En un abrir y cerrar de ojos, el mundo familiar que me rodeaba se desvaneció y entramos en otro reino; un reino que se sentía a la vez ajeno e inquietantemente familiar, como si me hubiera estado llamando todo este tiempo.

Había pasado una semana y, sin embargo, no encontré señales de actividad inusual en el Reino Lunar.

Todo parecía fluir a la perfección, como si el propio reino estuviera en un estado de armonía impecable.

La gente de aquí me trataba como si fuera la Diosa Luna encarnada.

Se reunían a diario en el gran castillo donde ahora residía, ofreciéndome regalos y buscando mi guía.

Su fe en mí era inquebrantable; creían que podía resolver sus problemas con mi mera existencia.

La reverencia que mostraban era abrumadora y extraña para mí.

Mis pensamientos volvían constantemente a mi familia: mi hijo, mi pareja destinada y la vida que había dejado atrás.

Aquí no había forma de contactarlos.

El enlace mental no funcionaba y la telepatía estaba restringida para proteger el secreto del reino de interferencias externas.

Era una existencia solitaria y aislante.

Con el paso de los días, el anhelo por ver a mi familia se hizo insoportable.

Decidí que necesitaba volver con ellos, aunque solo fuera por un corto tiempo.
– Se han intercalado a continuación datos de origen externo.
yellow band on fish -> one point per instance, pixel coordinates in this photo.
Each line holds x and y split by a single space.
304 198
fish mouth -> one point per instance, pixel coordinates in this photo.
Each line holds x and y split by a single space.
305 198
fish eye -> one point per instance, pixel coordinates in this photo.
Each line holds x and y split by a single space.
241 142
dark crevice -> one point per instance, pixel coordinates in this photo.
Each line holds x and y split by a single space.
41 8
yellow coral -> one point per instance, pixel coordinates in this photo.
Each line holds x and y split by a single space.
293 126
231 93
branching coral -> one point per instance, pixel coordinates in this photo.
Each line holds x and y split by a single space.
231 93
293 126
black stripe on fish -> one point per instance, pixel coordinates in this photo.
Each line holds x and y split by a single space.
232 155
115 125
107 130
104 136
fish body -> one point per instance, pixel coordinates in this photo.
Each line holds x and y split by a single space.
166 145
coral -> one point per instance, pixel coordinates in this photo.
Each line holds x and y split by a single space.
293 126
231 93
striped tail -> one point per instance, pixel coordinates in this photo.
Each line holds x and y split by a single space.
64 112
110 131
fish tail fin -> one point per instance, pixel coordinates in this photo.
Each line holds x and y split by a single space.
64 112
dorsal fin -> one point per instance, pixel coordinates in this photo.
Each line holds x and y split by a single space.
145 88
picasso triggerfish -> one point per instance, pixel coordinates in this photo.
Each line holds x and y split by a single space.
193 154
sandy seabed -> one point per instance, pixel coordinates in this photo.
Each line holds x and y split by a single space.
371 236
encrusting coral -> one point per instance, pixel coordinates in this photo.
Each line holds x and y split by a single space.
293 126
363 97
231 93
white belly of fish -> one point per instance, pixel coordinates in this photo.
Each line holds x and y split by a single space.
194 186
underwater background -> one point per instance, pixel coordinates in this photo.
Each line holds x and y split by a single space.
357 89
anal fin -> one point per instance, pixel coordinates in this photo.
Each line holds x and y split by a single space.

—Madre, todo parece estar bien aquí —dije una noche durante la cena.

Estábamos sentadas a solas en la mesa del comedor real, una obra maestra tallada en el mármol más fino, diferente a todo lo que había visto—.

Estaba pensando en volver a la manada Moonglow para estar con mi familia.

Si ocurre algo inusual, puedes avisarme y regresaré de inmediato.

La expresión de mi madre se ensombreció y su respuesta fue firme.

—No, Selena, no puedes abandonar a tu gente.

Sus palabras me hicieron fruncir el ceño con frustración.

—¡Madre, yo no pertenezco a este lugar!

—repliqué, con la voz cargada de emoción—.

Soy la esposa del Rey Alfa, la Reina Luna, y los miembros de la manada Moonglow son mi gente.

La expresión de mi madre permaneció tranquila, pero sus palabras me atravesaron como una cuchilla.

—No, Selena.

Zander es tu pareja destinada, pero no perteneces a ese lugar.

Su propósito era fortalecer a tu loba, protegerte y mantenerte oculta hasta que llegara el momento adecuado.

Ese era su único papel en tu vida, nada más.

La miré fijamente, con el corazón hundiéndose mientras continuaba con su explicación.

—Tienes que aceptar esta verdad, hija mía.

Zander fue simplemente un recipiente para ayudarte a despertar tu verdadero destino.

Tu destino está aquí.

Naciste para gobernar el Reino Lunar y cuidar de su gente.

Sus palabras me dejaron conmocionada y completamente atónita.